Dinin ulaşması kişiye sorumluluk olarak yeter



Salih Bey: “Sabah namazı ile kerahet vakti arasında iki rekâtlık bir namaz varmış. Bu konuda bilgi verir misiniz? Bu ne namazıdır? Nasıl kılınır?”

Zonguldak’tan Hasan Hüseyin Çelebi: “1-Sabah namazından sonra cemaatle Mushaf-ı Şerif okumanın mekruh olduğunu söyleyenler var, bunu tavsiye edenler var. Doğrusu nedir? 2- Bir kişi İslâm’dan başka her ne çeşit bir dine mensup olsa, hak dinini bulamazsa, bu kişi Cennete mi gider, Cehenneme mi?”

1- Sabah namazından sonra Mushaf-ı Şerif okumakta bir sakınca yoktur. Kerahet vakti bunun için bir sakınca doğurmaz. Bu vakitte güneş doğuncaya kadar evlâ olan yatmamaktır. Bu vakti değerlendirmek için Kur’ân okunabilir, faydalı kitaplar okunabilir, zikir ve evratla meşgul olunabilir.

Fakat sabah namazından sonra kerahet vakti bitene kadar namaz kılmak mekruhtur. Bu süre içinde farz namaz yoktur. Bu vakitte nafile namaz da kılınmaz.

2-Allah zâlim değildir; hiç kimseye zulmetmez. Allah âdildir, herkese her işinde her zaman adâletle hükmeder. Allah kullarıyla ya adâletle, ya da rahmet ve mağfiretle muâmele buyurur. Allah’ın rahmeti gazabını geçmiştir. Eğer gazap edecekse, bu yine adâlet içinde cereyan eder.

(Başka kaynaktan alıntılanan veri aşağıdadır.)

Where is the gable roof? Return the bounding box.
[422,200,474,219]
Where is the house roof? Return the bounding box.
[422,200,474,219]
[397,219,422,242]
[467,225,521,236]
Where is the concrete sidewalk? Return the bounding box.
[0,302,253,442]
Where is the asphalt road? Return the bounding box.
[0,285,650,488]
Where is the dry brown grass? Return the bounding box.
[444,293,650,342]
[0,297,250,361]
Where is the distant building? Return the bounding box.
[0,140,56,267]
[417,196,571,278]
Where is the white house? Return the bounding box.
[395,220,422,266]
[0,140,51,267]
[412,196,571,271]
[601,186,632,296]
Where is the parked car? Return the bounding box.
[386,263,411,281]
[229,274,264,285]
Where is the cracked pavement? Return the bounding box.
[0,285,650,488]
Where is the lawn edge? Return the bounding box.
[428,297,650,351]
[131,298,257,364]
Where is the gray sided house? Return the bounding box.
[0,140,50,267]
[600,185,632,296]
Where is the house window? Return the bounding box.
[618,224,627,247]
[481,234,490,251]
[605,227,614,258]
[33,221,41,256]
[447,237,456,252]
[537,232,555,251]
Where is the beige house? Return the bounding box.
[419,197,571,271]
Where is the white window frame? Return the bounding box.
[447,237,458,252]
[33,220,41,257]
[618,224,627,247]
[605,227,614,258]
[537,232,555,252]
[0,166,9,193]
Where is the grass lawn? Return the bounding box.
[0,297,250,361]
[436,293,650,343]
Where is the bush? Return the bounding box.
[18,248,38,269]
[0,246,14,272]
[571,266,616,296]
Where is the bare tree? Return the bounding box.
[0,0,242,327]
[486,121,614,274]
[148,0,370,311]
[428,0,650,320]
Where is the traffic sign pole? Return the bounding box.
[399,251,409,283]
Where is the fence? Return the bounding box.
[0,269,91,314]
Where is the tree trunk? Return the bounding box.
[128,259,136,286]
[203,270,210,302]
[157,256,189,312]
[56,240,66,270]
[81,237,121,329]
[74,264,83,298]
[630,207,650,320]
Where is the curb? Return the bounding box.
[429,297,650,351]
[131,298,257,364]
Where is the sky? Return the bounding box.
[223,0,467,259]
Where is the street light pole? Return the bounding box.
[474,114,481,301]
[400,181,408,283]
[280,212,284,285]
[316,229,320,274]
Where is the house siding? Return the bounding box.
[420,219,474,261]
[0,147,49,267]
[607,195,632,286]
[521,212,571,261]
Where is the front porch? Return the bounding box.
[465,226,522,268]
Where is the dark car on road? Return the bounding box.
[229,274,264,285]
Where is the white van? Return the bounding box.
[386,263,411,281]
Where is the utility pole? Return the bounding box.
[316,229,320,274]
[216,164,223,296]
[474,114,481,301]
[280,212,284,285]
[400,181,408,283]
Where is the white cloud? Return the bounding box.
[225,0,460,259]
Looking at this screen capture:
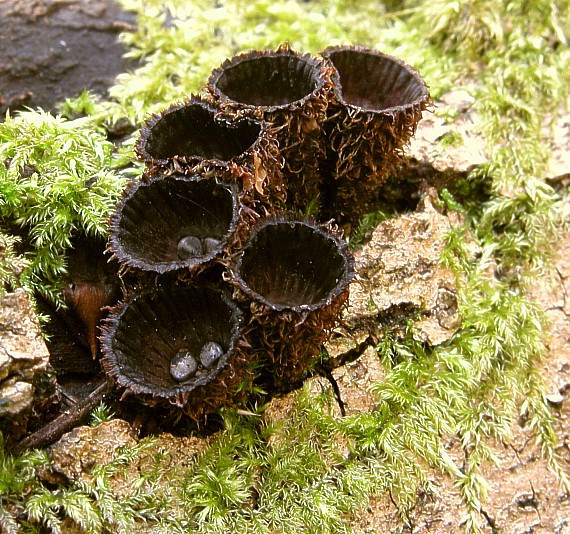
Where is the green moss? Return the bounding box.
[0,111,126,302]
[0,0,570,532]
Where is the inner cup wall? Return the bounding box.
[327,50,425,111]
[240,223,345,307]
[121,179,234,264]
[216,56,318,107]
[113,289,238,393]
[145,104,261,162]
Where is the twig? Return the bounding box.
[12,380,112,454]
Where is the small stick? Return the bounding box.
[11,380,112,454]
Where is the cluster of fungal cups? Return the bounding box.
[101,46,429,418]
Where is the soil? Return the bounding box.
[0,0,570,534]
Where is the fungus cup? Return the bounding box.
[321,46,431,227]
[135,96,284,202]
[108,174,240,274]
[231,216,354,391]
[101,285,249,419]
[207,45,333,214]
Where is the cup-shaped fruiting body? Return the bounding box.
[207,46,333,215]
[135,96,283,206]
[101,285,248,418]
[108,174,240,274]
[231,217,354,390]
[322,46,430,227]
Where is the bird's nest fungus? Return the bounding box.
[17,46,430,440]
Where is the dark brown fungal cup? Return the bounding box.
[232,217,354,390]
[135,96,284,206]
[136,97,263,166]
[108,174,240,273]
[322,46,431,227]
[101,285,247,418]
[207,46,332,215]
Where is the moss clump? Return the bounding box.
[0,111,126,302]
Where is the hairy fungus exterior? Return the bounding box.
[322,46,431,228]
[135,96,284,206]
[232,217,354,390]
[108,174,240,274]
[207,46,333,215]
[101,285,248,418]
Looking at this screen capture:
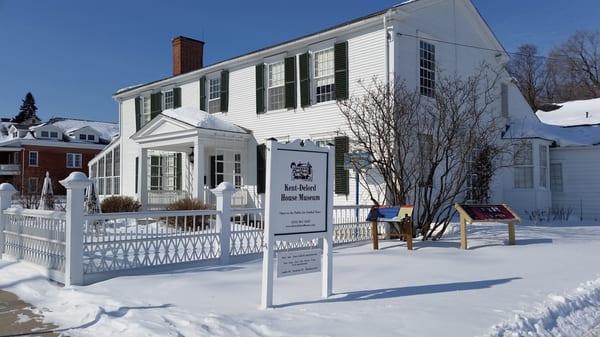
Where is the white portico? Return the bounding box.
[131,107,256,209]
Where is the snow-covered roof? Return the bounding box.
[536,98,600,126]
[504,121,600,147]
[162,107,248,133]
[45,117,119,142]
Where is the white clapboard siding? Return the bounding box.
[550,146,600,221]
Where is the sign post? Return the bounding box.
[261,140,335,309]
[454,204,521,249]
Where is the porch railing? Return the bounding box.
[0,176,385,285]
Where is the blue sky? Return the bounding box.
[0,0,600,121]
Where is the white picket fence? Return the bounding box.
[0,173,386,285]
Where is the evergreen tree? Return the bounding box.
[12,92,40,124]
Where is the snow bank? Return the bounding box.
[535,98,600,126]
[162,107,247,133]
[489,278,600,337]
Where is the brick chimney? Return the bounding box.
[171,36,204,76]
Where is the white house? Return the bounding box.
[90,0,552,211]
[532,98,600,221]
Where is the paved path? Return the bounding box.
[0,290,58,337]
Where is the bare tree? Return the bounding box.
[339,66,508,239]
[507,44,548,111]
[548,31,600,101]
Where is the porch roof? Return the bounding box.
[162,107,250,133]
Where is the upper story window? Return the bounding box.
[142,96,152,126]
[513,143,533,188]
[208,77,221,113]
[29,151,39,166]
[313,48,335,103]
[419,41,435,97]
[67,153,81,168]
[163,90,175,110]
[267,62,285,110]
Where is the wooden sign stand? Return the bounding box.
[454,204,521,249]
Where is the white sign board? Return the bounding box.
[277,249,323,277]
[269,148,331,237]
[261,140,335,308]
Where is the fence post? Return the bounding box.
[210,181,235,264]
[60,172,92,287]
[0,183,17,253]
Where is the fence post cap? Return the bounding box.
[0,183,17,193]
[59,172,92,188]
[210,181,235,194]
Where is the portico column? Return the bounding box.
[192,138,204,201]
[138,147,148,209]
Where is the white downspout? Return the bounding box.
[383,9,392,85]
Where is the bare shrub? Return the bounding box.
[100,195,142,213]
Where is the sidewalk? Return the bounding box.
[0,290,58,337]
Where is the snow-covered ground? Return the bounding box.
[0,220,600,337]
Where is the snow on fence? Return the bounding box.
[0,173,386,285]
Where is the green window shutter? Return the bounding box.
[135,157,140,193]
[284,56,296,109]
[150,92,162,119]
[221,70,229,112]
[135,97,142,132]
[333,41,348,101]
[256,144,267,194]
[334,136,350,195]
[175,152,181,191]
[299,52,310,107]
[200,76,206,111]
[256,64,265,114]
[173,88,181,109]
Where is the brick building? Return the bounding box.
[0,118,119,195]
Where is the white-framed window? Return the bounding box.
[233,153,242,188]
[513,143,533,188]
[267,62,285,111]
[313,48,335,103]
[419,40,435,97]
[67,153,81,168]
[29,151,39,166]
[163,90,175,110]
[208,77,221,113]
[550,163,563,192]
[141,96,152,126]
[539,145,548,187]
[27,177,38,194]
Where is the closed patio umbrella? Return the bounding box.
[38,172,54,210]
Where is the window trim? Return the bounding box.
[265,58,287,112]
[206,72,222,114]
[66,152,83,168]
[513,142,535,190]
[417,38,437,98]
[308,44,336,106]
[27,151,40,167]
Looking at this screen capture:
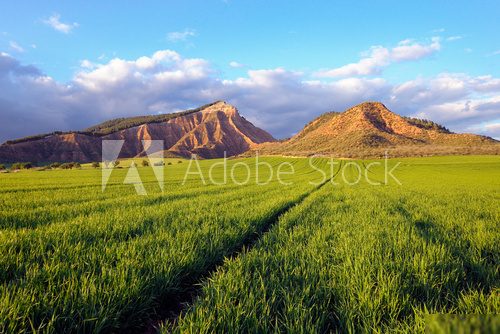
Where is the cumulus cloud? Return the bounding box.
[9,41,24,52]
[229,60,245,68]
[0,50,500,141]
[316,37,441,77]
[43,14,79,34]
[167,29,196,42]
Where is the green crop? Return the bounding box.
[0,156,500,333]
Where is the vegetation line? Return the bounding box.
[150,161,343,333]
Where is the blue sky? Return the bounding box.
[0,0,500,141]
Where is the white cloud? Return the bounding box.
[43,14,79,34]
[229,60,245,68]
[316,37,441,77]
[167,29,196,42]
[9,41,24,52]
[0,50,500,141]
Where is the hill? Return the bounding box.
[0,101,274,162]
[253,102,500,158]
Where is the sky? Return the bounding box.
[0,0,500,142]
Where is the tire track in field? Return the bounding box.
[145,160,344,334]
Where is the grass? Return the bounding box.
[169,157,500,333]
[0,156,500,333]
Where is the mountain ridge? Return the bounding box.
[0,101,275,162]
[253,102,500,157]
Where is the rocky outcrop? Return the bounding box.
[0,101,274,162]
[255,102,500,157]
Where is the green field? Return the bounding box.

Her nimet, nimet değeri oranında şükür ister. Müslüman bir çevrede yetişen ve İslâmiyet gibi bir büyük nimete eren bizler Müslümanlığı bilmek, yaşamak, başkasına bildirmek ve iyi örnek olmakla mükellefiz. Her Müslüman elinden geldiği kadar kendi çevresinden sorumludur. Hıristiyanlarla veya başka din mensuplarıyla birlikte yaşayan Müslümanlar da bu sorumluluklarının bilincinde olmalıdırlar.

Hıristiyan bir çevrede doğup büyüyen ve kendisine İslâmiyet tebliğ edilmeyen birisi ise ilk etapta Allah’a bir olarak inanmak ve Hazret-i Muhammed’in (asm) Peygamberliğini inkâr etmemekle mükelleftir. Başlangıçta bu îman onu kurtarır. Ancak İslâmiyet’i öğrenebilecek imkân ve fırsatları elde ettikçe îman ve irfanını genişletmek, bilgisini artırmak ve dîn-i mübîni yaşamakla o da mükellef olur.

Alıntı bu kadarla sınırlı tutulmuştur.